President Donald Trump says the deadly mass shooting at a Florida high school is the top issue he wants to discuss with the nation's governors.
Under pressure to act to stem gun violence on school grounds, Trump planned to solicit input from the state chief executives during meetings Monday at the White House. The governors are in Washington for their annual winter meeting.
But socializing was the focus Sunday night as Trump and first lady Melania Trump hosted the governors for an annual black-tie ball.
In brief remarks before dinner beneath dimmed lights in the State Dining Room, Trump said the governors are "very, very special people."
"The job you do is really incredible. It's not easy, but we're very proud of you and we're very proud to have you here," he said as tall candles flickered and bouquets of hydrangeas adorned an assortment of round and oblong dinner tables.
Previewing Monday's talks, Trump said they would also discuss the economy "and many other things."
Seventeen students and teachers were killed in a Valentine's Day shooting at Marjory Stoneman Douglas High School in Parkland, Florida, sparking a public outcry for new gun-control measures as well as action to improve school safety.
"We'll be talking about Parkland and the horrible event that took place last week," Trump said. "That will be one of the subjects. We'll make it first on our list."
Trump thanked Florida Gov. Rick Scott, a close political ally who attended the ball, and told everyone he's "doing a great job."
The president also boasted about the economy, saying numbers that weren't so good under his predecessor are improving under his leadership.

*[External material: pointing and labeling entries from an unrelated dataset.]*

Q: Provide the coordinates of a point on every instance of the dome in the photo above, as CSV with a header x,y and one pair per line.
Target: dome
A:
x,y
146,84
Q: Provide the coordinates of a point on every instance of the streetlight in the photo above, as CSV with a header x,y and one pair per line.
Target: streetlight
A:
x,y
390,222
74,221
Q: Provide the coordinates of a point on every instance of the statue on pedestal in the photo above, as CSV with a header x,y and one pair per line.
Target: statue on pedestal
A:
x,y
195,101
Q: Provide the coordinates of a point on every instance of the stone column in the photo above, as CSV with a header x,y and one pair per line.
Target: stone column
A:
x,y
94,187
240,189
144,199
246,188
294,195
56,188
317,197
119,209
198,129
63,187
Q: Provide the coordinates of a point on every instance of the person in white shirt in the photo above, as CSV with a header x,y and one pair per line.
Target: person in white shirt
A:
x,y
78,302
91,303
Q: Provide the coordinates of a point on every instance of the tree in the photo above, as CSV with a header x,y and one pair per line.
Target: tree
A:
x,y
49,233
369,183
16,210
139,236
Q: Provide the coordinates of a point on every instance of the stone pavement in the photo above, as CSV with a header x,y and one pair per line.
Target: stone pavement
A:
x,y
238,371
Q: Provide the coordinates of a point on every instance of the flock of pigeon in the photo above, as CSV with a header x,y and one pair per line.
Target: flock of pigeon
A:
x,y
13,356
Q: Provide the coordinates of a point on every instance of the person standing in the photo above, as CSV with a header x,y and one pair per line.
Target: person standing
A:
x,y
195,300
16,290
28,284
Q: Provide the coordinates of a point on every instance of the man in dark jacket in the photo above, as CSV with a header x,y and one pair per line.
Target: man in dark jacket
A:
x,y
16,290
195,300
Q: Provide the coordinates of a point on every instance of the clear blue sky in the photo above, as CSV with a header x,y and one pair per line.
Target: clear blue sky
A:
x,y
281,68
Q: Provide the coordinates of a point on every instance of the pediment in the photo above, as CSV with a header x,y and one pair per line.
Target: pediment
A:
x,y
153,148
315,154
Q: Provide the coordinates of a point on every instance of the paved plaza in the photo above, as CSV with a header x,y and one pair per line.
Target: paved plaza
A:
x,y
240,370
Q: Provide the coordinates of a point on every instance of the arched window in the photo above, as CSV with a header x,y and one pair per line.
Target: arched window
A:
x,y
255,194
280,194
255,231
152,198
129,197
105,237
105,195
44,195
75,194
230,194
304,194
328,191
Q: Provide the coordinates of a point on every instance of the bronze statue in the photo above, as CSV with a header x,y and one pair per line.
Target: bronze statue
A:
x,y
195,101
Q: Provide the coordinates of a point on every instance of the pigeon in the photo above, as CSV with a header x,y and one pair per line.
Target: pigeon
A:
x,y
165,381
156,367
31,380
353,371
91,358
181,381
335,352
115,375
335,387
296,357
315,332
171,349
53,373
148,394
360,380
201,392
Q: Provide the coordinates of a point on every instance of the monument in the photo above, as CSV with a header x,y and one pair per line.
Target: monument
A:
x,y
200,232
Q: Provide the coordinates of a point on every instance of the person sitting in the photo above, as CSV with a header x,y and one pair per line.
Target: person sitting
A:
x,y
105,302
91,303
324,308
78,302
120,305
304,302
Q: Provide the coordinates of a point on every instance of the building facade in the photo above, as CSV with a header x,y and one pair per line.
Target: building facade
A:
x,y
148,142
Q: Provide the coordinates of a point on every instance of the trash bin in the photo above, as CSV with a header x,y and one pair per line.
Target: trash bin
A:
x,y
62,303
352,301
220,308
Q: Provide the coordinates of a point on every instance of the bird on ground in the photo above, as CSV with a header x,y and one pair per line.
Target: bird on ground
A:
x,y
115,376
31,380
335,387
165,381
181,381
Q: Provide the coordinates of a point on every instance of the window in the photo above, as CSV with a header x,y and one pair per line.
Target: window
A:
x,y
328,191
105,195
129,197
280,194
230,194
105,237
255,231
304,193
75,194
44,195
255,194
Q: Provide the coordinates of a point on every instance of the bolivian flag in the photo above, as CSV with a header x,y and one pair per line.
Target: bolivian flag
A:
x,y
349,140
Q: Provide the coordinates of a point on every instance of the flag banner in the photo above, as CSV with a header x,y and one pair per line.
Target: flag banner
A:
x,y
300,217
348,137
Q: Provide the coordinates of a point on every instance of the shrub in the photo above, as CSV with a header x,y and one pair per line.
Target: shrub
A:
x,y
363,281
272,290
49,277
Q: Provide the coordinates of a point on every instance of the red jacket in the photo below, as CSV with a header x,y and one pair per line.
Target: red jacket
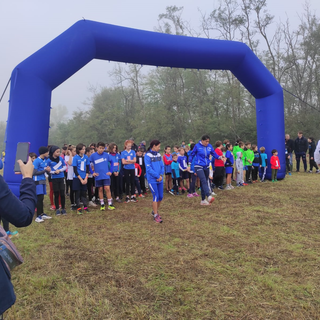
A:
x,y
137,170
275,162
217,162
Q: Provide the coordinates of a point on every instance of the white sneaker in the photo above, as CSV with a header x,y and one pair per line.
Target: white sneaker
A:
x,y
91,204
45,217
39,219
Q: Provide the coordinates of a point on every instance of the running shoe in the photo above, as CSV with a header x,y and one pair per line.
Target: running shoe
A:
x,y
111,206
91,204
12,233
157,218
39,219
45,217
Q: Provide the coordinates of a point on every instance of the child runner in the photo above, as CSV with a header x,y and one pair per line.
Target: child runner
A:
x,y
275,165
219,167
90,184
184,171
71,152
58,167
239,166
192,190
40,168
167,159
201,152
115,160
102,174
175,174
264,163
81,169
140,161
155,170
128,157
229,165
255,163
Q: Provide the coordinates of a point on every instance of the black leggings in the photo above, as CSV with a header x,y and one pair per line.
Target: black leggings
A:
x,y
72,193
129,175
62,197
248,173
90,188
5,224
40,198
115,185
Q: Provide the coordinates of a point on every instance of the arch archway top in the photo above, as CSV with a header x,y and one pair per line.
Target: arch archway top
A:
x,y
33,80
87,40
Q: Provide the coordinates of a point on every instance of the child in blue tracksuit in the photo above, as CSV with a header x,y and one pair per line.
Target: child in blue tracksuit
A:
x,y
154,171
175,174
40,168
58,167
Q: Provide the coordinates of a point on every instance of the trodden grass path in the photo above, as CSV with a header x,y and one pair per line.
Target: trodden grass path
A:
x,y
252,254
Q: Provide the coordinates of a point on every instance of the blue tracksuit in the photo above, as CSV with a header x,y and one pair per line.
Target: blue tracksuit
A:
x,y
154,169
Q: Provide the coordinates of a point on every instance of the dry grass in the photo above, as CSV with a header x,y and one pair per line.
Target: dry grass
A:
x,y
253,254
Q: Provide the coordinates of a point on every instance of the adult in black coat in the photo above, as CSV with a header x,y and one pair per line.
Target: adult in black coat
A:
x,y
290,147
301,146
19,212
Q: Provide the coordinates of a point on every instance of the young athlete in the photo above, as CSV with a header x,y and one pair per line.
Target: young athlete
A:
x,y
115,161
275,165
155,170
264,163
102,174
229,165
184,171
167,159
40,168
128,157
58,167
81,169
71,152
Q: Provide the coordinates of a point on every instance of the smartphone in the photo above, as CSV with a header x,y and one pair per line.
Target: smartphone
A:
x,y
23,149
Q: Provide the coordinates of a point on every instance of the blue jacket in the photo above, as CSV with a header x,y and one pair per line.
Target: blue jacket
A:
x,y
19,213
202,153
154,165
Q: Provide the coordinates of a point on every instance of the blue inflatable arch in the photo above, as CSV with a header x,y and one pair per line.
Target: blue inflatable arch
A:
x,y
33,80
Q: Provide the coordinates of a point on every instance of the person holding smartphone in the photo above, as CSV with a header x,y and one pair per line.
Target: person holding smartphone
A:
x,y
19,212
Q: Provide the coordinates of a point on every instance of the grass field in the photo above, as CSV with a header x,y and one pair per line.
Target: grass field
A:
x,y
252,254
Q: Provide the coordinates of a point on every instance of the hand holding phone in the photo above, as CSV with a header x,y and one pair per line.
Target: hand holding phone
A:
x,y
26,169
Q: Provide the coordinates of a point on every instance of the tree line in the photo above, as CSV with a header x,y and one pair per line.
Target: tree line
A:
x,y
176,104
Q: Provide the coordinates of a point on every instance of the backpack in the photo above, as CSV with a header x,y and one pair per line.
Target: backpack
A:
x,y
8,251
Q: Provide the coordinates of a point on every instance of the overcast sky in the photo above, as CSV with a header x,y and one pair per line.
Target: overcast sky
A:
x,y
26,26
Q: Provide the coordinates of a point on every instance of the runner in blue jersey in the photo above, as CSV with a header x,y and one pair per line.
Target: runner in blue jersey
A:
x,y
101,172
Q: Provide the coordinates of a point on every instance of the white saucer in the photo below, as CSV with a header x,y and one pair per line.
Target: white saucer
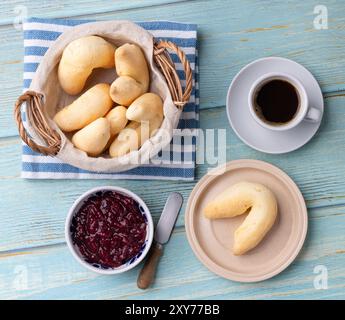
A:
x,y
244,125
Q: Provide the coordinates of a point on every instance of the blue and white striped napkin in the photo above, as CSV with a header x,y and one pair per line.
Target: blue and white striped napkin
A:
x,y
177,164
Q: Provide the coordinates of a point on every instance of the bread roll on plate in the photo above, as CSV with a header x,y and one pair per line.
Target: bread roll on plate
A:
x,y
236,200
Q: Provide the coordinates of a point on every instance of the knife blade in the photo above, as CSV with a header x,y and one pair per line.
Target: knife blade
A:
x,y
162,235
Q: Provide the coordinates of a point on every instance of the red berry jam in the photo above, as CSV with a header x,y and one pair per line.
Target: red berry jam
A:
x,y
109,229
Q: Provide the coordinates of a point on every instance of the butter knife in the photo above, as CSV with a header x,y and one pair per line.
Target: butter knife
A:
x,y
162,234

"You're going to see some numbers coming up over the next year, the likes of which we haven't seen in our country for many, many years," Trump said. He briefly mentioned his efforts to eliminate regulations, saying that because of his administration "people are building and farming and doing lot of things that they were having a very hard time doing."
Trump's session with the governors will be the latest in which he solicits ideas for stopping gun violence at schools as the White House works to finalize an expected legislative proposal. Trump spent several days last week hearing emotional pleas from parents and students, including some who survived the Parkland shooting, and others who suffered through school shootings in Connecticut and Colorado. He also solicited input from state and local officials.
Trump has floated numerous ideas since the shooting, including raising the minimum age for the purchase of assault-style weapons, improving background checks for gun purchases, arming educators and paying them bonuses, and re-opening mental institutions.
Trump's daughter and senior adviser, Ivanka Trump, expressed uncertainty when asked whether arming teachers would make children safer.
"To be honest, I don't know," the mother of three said in an interview with NBC News from South Korea, where she attended the closing ceremonies of the Winter Olympics. "Obviously, there would have to be an incredibly high standard for who would be able to bear arms in our school. But I think there is no one solution for creating safety."
The National Rifle Association, which backed Trump for president, opposes increasing the minimum age for assault-style weapons purchases but favors arming teachers.
"I think we're going to have a great bill put forward very soon having to do with background checks, having to do with getting rid of certain things and keeping other things, and perhaps we'll do something on age, because it doesn't seem to make sense that you have to wait until you are 21 years old to get a pistol, but to get a gun like this maniac used in the school, you get that at 18," Trump said during a late Saturdaytelephone interview with Fox News Channel. "That doesn't make sense."